If they're deep in an ideological echo chamber, what would possess them to create a test like "racial accuracy of humans in historical scenes" that they test every time?
You don't even think of that stuff if you're in that echo chamber. Baseline accuracy/truthiness should take care of itself. You only fix the warts. "Are we exacerbating historical patterns of injustice," sure. They probably have tests where the prompt includes "poverty and hunger" and check to make sure it doesn't only return images of famine with people who visually look like sub-Saharan Africans. Anything that came up in some paper or article that criticizes AI for being unjust probably got converted into a few human-scored tests that they do run.
However, anything that has to be human-scored for quality is going to be part of a pretty limited set.

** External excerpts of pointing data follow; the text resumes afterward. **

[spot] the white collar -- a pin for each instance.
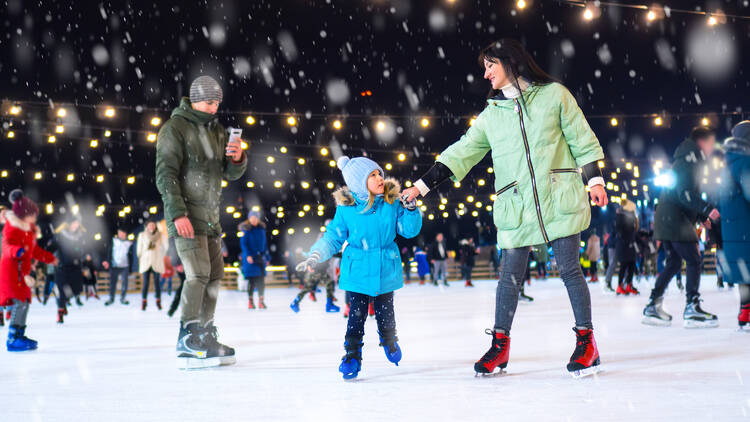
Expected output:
(510, 91)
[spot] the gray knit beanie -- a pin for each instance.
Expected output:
(205, 88)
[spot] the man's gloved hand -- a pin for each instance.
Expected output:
(409, 205)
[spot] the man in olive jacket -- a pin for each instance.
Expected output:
(680, 208)
(193, 155)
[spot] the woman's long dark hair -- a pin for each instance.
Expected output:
(516, 62)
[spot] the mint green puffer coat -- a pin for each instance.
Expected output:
(536, 152)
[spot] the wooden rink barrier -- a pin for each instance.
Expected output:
(276, 276)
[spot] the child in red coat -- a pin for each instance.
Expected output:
(18, 249)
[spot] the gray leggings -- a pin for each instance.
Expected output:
(513, 267)
(18, 313)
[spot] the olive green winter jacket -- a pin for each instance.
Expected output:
(536, 152)
(190, 165)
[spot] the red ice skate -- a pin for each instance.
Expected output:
(585, 358)
(744, 317)
(497, 356)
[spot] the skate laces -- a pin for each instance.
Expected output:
(498, 346)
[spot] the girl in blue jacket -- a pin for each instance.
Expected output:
(368, 217)
(253, 243)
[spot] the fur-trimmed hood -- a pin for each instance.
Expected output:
(13, 220)
(391, 192)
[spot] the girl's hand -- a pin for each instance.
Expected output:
(599, 195)
(406, 203)
(411, 194)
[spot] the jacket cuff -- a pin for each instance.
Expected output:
(242, 161)
(598, 180)
(423, 189)
(592, 171)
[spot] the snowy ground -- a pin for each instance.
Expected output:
(117, 364)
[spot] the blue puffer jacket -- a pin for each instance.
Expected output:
(735, 212)
(371, 263)
(253, 243)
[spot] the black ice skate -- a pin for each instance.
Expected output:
(192, 353)
(224, 353)
(653, 314)
(695, 317)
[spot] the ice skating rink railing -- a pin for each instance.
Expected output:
(277, 275)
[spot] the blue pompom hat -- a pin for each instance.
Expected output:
(355, 171)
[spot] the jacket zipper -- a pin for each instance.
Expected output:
(506, 188)
(531, 170)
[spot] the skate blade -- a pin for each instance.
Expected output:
(196, 363)
(656, 322)
(581, 373)
(497, 373)
(701, 324)
(227, 360)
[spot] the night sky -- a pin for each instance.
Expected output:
(313, 59)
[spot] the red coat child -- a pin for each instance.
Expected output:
(18, 234)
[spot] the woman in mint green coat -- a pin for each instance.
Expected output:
(541, 146)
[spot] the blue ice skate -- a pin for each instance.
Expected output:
(17, 340)
(351, 363)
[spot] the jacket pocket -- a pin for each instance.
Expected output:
(508, 208)
(567, 191)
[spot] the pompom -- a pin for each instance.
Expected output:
(342, 161)
(15, 195)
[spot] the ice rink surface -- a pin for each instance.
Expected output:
(117, 363)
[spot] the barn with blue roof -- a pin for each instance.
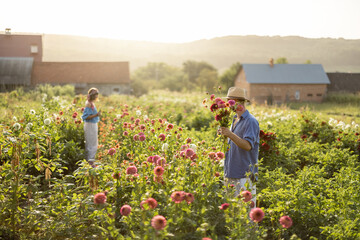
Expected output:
(279, 83)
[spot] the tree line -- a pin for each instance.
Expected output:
(192, 76)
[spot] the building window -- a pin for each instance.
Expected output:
(34, 49)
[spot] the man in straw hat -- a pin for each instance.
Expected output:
(241, 159)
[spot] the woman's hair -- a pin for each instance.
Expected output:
(92, 94)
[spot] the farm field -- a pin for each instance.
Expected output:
(170, 184)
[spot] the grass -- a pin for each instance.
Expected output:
(339, 111)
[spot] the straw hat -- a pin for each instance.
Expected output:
(237, 93)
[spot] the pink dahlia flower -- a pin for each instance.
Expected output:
(231, 102)
(189, 152)
(100, 198)
(178, 196)
(256, 214)
(224, 206)
(116, 175)
(162, 137)
(131, 170)
(142, 138)
(239, 108)
(125, 210)
(112, 151)
(151, 202)
(285, 221)
(158, 222)
(158, 179)
(246, 195)
(150, 159)
(189, 197)
(212, 155)
(220, 155)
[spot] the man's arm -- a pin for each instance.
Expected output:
(241, 143)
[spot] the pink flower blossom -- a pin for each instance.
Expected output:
(178, 196)
(112, 151)
(158, 179)
(212, 155)
(161, 162)
(218, 117)
(184, 147)
(158, 222)
(246, 195)
(131, 170)
(125, 210)
(100, 198)
(156, 158)
(116, 175)
(231, 102)
(152, 203)
(224, 206)
(256, 214)
(189, 152)
(285, 221)
(162, 137)
(150, 159)
(159, 170)
(220, 155)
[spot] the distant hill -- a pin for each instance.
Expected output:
(336, 55)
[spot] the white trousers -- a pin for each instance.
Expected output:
(91, 140)
(242, 184)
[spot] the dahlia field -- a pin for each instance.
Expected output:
(159, 172)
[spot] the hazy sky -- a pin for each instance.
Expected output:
(183, 20)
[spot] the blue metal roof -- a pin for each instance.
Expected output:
(16, 70)
(285, 74)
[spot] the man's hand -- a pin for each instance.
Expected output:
(224, 131)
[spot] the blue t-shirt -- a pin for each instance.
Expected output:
(90, 111)
(238, 162)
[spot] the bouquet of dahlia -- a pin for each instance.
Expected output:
(222, 112)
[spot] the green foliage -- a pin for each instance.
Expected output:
(281, 60)
(344, 98)
(309, 170)
(227, 79)
(198, 72)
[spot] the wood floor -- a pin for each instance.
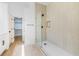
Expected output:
(33, 50)
(29, 50)
(9, 52)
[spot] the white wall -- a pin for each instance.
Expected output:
(29, 23)
(4, 32)
(64, 26)
(27, 11)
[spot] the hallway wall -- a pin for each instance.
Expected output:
(27, 12)
(64, 26)
(4, 32)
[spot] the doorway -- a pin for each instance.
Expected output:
(40, 24)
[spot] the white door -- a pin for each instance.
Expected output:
(40, 24)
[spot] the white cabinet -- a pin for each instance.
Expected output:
(4, 33)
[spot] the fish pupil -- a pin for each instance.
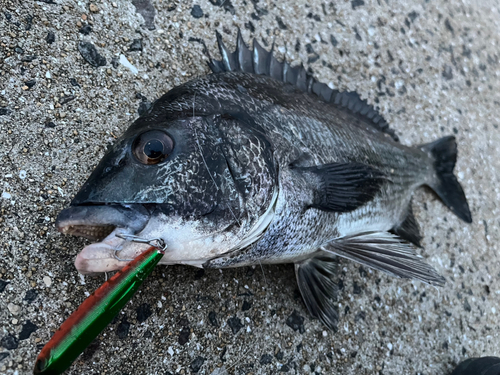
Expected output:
(153, 149)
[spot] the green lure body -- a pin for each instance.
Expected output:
(94, 314)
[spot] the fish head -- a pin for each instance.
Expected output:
(204, 185)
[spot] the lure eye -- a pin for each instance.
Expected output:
(152, 147)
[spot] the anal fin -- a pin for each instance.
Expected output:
(315, 279)
(409, 229)
(385, 252)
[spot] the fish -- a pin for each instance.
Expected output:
(260, 163)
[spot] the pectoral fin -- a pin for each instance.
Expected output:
(385, 252)
(343, 187)
(319, 291)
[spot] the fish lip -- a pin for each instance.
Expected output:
(102, 223)
(97, 221)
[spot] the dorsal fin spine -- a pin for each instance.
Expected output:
(259, 61)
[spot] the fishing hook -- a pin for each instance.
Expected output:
(159, 243)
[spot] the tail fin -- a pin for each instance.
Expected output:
(446, 186)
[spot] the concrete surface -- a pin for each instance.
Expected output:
(431, 66)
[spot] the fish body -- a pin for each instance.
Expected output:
(258, 163)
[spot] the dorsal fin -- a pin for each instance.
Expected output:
(260, 61)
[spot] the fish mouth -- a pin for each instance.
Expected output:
(104, 224)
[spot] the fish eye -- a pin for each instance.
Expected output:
(152, 147)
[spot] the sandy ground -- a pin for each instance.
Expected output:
(431, 66)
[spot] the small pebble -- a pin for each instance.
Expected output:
(196, 12)
(14, 309)
(90, 54)
(51, 37)
(85, 30)
(136, 45)
(47, 280)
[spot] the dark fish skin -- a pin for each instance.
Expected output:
(270, 168)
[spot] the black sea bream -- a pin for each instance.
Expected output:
(258, 163)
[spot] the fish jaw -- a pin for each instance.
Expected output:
(188, 242)
(102, 223)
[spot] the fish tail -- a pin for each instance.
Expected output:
(446, 185)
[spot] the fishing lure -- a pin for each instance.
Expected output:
(96, 312)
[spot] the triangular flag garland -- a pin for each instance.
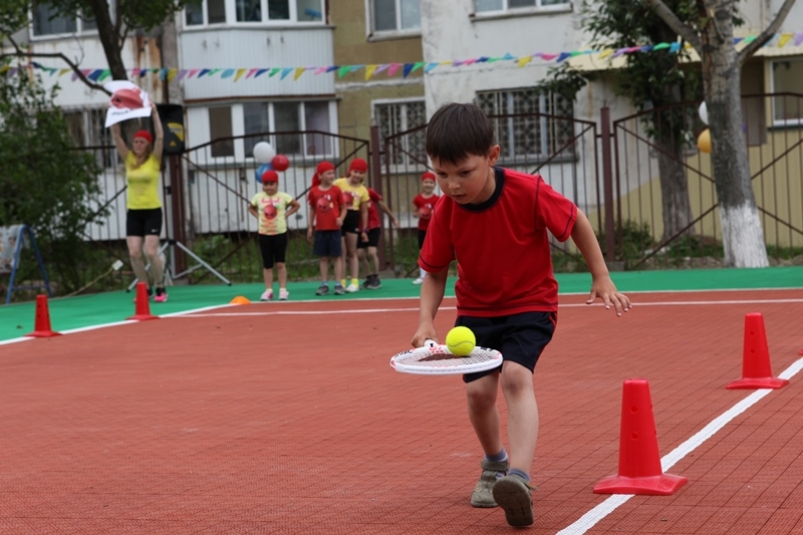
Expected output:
(235, 74)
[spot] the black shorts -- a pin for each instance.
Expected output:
(422, 234)
(273, 249)
(373, 239)
(519, 337)
(327, 243)
(143, 223)
(351, 223)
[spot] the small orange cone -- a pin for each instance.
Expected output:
(639, 462)
(143, 309)
(42, 323)
(756, 367)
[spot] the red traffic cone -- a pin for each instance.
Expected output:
(639, 464)
(756, 367)
(42, 323)
(143, 309)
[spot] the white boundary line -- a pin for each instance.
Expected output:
(591, 518)
(192, 314)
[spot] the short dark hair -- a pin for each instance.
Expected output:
(458, 130)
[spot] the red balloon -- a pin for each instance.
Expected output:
(280, 162)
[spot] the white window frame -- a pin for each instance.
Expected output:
(231, 17)
(407, 164)
(379, 35)
(79, 29)
(509, 145)
(783, 122)
(506, 11)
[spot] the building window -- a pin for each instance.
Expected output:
(282, 124)
(220, 129)
(87, 128)
(529, 124)
(786, 76)
(396, 15)
(398, 117)
(253, 11)
(47, 21)
(490, 6)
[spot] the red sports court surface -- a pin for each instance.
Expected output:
(286, 418)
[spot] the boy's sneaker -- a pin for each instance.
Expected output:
(161, 295)
(483, 490)
(512, 493)
(323, 289)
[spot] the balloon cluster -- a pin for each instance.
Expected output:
(266, 156)
(704, 139)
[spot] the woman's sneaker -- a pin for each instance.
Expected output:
(492, 471)
(161, 295)
(512, 493)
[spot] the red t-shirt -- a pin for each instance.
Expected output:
(327, 205)
(502, 247)
(373, 213)
(426, 206)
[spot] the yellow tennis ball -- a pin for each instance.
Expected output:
(461, 341)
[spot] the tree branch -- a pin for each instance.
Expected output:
(768, 32)
(19, 52)
(671, 20)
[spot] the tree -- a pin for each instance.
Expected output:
(114, 21)
(712, 37)
(656, 80)
(46, 183)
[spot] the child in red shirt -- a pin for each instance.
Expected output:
(424, 204)
(326, 217)
(495, 222)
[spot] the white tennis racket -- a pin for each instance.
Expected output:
(436, 359)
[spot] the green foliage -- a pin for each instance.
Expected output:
(45, 183)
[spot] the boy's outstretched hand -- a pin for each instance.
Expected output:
(603, 288)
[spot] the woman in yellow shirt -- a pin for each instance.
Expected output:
(144, 216)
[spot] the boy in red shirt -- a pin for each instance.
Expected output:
(495, 222)
(424, 204)
(373, 230)
(326, 217)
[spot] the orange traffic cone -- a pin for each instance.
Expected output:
(42, 323)
(756, 367)
(639, 464)
(143, 309)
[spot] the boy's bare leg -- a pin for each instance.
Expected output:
(522, 419)
(281, 274)
(483, 413)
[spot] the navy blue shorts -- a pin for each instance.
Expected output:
(519, 337)
(327, 243)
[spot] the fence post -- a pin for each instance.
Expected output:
(376, 173)
(607, 183)
(177, 204)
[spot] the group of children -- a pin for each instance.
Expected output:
(344, 222)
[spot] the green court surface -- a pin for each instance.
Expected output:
(84, 311)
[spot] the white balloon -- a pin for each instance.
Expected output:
(703, 111)
(264, 152)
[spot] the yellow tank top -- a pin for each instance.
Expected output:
(143, 183)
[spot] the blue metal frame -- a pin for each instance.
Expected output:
(17, 256)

Human labor is expensive. But for image generation assessment, as far as I know, and as far as any of the LLMs I have access to know, there aren't great automated methods for the kind of gestalt-level quality that would catch things like "unrealistic unasked-for historical depiction". Keep in mind that they *are* used for style transfer type things all the time, so if you say, "Please show me the Founding Fathers in an alternate history where Native Americans established a United States of Europe with Mayan-era technology," it should generate something appropriate.
This prompt will probably get you a decent discussion in any decent LLM: "What kind of tests sets or scoring criteria are there to evaluate the output of image generation AIs? Are there standard test suites that you could run to check for regressions after a new model has been trained? Or does that kind of software engineering methodology not apply when creating AI image generators?"
Anyway, I'm sure now all the image generation AI companies who didn't already have a small historical accuracy test suite where they score racial accuracy will have one now, and are counting their blessings that Google was the one who got burned, not them.
And then they'll all go back to wondering if there's any way they can get the number of fingers right.